A person may approach you at your hotel or even at home, and offer to buy any gold jewelry you may have on hand. These are transient buyers, also known as rogue buyers. They go into different towns, set up temporary shops such as in a hotel room, and run ads promising top prices for gold.  In most cases, this is not true. They often offer prices that are below market value, and fast-talk you into selling it to them. You may be tempted because it is convenient, or because it is human nature to be accommodating. In any case, it would be wiser to avoid these rogue buyers, just to be on the safe side.

Gold parties

The demand for gold is so high that some people have had to create new ways to find gold they can buy. One of these is the so-called “gold parties.”  Similar to the erstwhile Tupperware party, the host brings together a group of people in someone’s home to make it a social event.  This creates an opportunity for meeting new people and selling their gold in a convenient and friendly atmosphere.  This is fine if you value convenience over getting the best prices. The way it works is that the organizers all get a commission for holding the party, which means they each get a cut from the selling price. This means the sellers gets less than they should. In some parties, all the gold jewelry are weighed together regardless of purity, and the selling price is based on the lowest karat value. That’s fine if your jewelry has a low karat value, but you take a big hit if your jewelry has higher karat value.

Watch the scale

Another problem with selling to individuals off the street or in gold parties is that the scales may not be accurate. Unlike pawnshops and jewelers where the scales are periodically checked, these fly-by-night operators undergo no such verification. You therefore have no assurance that the scales are on the up-and-up. Furthermore, you have to be vigilant about how your gold is weighed. Gold is measured in troy ounces, which is approximately 31.1 grams.

If the buyer weighs your gold in grams, the price should be:

(daily market price  ÷ 31.1) ÷karat (e.g.75% for 18 karat gold) x weight of your jewelry in grams

However, some buyers use a pennyweight, which is about 1.555 grams. In that case, you should be paid thus:

(daily market price  ÷ 20) ÷karat (e.g.75% for 18 karat gold) x weight of your jewelry in pennyweight

If the buyer weighs your jewelry in pennyweight and then pays you by the gram, then you will get a lot less.

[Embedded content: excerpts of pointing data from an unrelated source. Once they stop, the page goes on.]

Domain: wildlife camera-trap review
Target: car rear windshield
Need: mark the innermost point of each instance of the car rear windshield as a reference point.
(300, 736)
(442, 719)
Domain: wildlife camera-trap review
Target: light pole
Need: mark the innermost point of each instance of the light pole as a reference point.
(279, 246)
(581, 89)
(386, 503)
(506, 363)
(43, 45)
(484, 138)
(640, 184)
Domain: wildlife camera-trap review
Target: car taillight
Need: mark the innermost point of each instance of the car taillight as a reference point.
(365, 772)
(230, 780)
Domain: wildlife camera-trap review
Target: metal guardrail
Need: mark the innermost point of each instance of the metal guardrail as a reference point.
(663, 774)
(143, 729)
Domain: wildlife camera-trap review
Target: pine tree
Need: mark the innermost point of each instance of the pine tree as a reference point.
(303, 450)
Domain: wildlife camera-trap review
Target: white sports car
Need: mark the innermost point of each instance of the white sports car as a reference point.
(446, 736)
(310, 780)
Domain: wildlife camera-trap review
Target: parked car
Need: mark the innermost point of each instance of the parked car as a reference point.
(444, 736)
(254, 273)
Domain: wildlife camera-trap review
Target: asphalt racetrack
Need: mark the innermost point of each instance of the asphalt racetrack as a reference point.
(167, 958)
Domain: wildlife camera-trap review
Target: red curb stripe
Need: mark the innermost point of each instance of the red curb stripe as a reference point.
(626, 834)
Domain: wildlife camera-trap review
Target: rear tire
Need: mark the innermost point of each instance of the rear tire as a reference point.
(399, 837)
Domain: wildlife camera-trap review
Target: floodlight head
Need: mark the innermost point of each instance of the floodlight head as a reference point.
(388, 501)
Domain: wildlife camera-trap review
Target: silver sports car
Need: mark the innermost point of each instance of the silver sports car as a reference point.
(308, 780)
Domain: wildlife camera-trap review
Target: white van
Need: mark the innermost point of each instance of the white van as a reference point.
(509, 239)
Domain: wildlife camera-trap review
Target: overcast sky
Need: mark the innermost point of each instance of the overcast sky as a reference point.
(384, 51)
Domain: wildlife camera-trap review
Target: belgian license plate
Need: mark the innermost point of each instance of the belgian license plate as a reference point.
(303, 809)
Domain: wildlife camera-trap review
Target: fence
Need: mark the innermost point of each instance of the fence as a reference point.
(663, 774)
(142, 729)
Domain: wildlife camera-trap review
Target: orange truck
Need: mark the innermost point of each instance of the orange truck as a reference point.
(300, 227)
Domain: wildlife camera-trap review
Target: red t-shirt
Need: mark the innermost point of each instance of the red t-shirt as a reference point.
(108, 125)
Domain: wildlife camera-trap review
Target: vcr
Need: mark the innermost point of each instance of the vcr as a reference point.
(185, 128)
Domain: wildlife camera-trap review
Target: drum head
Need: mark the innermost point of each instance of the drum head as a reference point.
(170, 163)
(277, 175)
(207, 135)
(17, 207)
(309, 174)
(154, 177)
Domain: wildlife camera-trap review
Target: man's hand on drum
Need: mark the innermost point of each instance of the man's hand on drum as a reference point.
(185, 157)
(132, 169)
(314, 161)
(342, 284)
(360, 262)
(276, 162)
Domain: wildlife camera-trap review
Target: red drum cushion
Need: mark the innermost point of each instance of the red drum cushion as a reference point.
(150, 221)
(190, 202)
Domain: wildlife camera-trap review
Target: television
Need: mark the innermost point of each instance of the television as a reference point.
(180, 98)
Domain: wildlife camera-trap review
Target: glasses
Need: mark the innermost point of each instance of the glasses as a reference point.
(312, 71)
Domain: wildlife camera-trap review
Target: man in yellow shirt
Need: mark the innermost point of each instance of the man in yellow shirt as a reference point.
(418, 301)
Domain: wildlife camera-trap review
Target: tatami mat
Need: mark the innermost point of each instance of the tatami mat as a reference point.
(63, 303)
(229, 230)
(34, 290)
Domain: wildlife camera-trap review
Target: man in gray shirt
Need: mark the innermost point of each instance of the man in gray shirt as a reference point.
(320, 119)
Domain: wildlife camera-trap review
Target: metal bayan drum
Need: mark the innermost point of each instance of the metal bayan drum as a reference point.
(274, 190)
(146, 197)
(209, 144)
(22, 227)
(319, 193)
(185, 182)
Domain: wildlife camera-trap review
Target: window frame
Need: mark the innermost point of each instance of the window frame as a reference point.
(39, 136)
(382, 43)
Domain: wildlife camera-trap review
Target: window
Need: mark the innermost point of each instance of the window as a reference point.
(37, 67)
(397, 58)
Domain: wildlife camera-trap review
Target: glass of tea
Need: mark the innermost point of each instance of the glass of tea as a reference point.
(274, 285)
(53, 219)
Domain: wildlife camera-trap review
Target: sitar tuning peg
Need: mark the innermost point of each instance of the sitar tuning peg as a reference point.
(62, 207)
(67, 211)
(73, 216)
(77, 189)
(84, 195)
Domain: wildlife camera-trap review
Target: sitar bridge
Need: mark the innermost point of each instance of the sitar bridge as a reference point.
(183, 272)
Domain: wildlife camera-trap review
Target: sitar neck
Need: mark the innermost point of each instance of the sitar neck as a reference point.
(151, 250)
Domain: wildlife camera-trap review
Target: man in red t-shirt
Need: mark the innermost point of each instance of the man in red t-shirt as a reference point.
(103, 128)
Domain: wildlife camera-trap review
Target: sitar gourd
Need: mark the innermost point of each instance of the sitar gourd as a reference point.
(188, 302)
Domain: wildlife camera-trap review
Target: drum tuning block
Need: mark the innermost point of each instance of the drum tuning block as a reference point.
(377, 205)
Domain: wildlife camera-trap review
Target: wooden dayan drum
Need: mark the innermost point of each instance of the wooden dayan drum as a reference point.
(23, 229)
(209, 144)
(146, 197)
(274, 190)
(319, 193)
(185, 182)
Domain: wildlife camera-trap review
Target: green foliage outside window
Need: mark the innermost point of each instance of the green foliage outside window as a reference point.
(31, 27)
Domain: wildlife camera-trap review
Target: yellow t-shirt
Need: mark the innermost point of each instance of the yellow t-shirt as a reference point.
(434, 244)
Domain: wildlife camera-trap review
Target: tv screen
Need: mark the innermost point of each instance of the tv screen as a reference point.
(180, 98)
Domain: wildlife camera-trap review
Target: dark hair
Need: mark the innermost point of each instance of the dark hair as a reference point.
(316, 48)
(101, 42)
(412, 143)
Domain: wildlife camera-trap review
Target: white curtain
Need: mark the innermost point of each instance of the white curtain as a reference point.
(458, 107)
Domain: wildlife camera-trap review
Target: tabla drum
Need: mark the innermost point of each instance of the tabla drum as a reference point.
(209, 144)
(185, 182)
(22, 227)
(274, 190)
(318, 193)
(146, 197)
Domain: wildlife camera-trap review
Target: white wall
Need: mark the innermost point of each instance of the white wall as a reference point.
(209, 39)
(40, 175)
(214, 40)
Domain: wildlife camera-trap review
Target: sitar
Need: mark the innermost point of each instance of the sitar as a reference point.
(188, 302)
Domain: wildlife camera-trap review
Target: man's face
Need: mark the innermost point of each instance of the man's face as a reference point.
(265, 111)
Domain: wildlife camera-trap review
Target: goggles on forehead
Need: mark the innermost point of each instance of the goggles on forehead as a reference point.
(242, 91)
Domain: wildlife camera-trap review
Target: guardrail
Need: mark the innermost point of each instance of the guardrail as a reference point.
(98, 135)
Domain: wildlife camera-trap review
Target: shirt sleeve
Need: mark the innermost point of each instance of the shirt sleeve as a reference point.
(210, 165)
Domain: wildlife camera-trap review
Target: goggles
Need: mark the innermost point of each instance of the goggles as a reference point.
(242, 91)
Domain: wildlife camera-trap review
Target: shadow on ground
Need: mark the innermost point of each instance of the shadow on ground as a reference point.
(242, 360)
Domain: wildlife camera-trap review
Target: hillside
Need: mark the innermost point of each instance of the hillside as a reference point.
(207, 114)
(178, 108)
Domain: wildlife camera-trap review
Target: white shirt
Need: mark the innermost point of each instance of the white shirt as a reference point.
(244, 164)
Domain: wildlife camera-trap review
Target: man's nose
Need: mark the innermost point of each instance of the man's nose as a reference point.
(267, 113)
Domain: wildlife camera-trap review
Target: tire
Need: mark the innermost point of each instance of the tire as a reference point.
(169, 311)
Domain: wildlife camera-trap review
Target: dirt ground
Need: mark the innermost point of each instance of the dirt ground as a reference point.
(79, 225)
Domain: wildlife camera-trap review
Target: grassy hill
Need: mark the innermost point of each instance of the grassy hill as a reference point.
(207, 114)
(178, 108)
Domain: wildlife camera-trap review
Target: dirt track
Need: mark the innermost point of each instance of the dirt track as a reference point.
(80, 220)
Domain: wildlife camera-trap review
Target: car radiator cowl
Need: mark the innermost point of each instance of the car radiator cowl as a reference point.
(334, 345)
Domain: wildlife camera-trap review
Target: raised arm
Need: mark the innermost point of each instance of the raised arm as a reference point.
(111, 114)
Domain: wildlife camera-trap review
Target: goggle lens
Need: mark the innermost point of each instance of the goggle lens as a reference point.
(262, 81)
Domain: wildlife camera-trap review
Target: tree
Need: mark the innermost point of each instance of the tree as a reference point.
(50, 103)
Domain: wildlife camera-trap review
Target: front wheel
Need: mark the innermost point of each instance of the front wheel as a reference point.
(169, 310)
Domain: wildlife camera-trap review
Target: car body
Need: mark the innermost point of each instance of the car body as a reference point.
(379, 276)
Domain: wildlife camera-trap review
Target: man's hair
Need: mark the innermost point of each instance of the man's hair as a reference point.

Find out more about your jewelry

If you have ever watched the show Pawn Stars, you may have seen how some jewelry is more valuable because of where they came from rather than how much gold they contain. If you are selling your grandmother’s jewelry, it may be in the style of a bygone era that is no longer being done. It could also have some history behind it. This can make it infinitely more valuable than for merely its gold content. These are rare, of course, but if your jewelry is old, it may be worth your while to have it appraised by someone that specializes in antique jewelry.

Conclusion

Selling your gold jewelry is always going to be a breeze. Gold is always in high demand, more so when the economy is not in good shape. You can always get cash for gold. The trick is to get as much cash for gold as you should, and these tips can help get you there.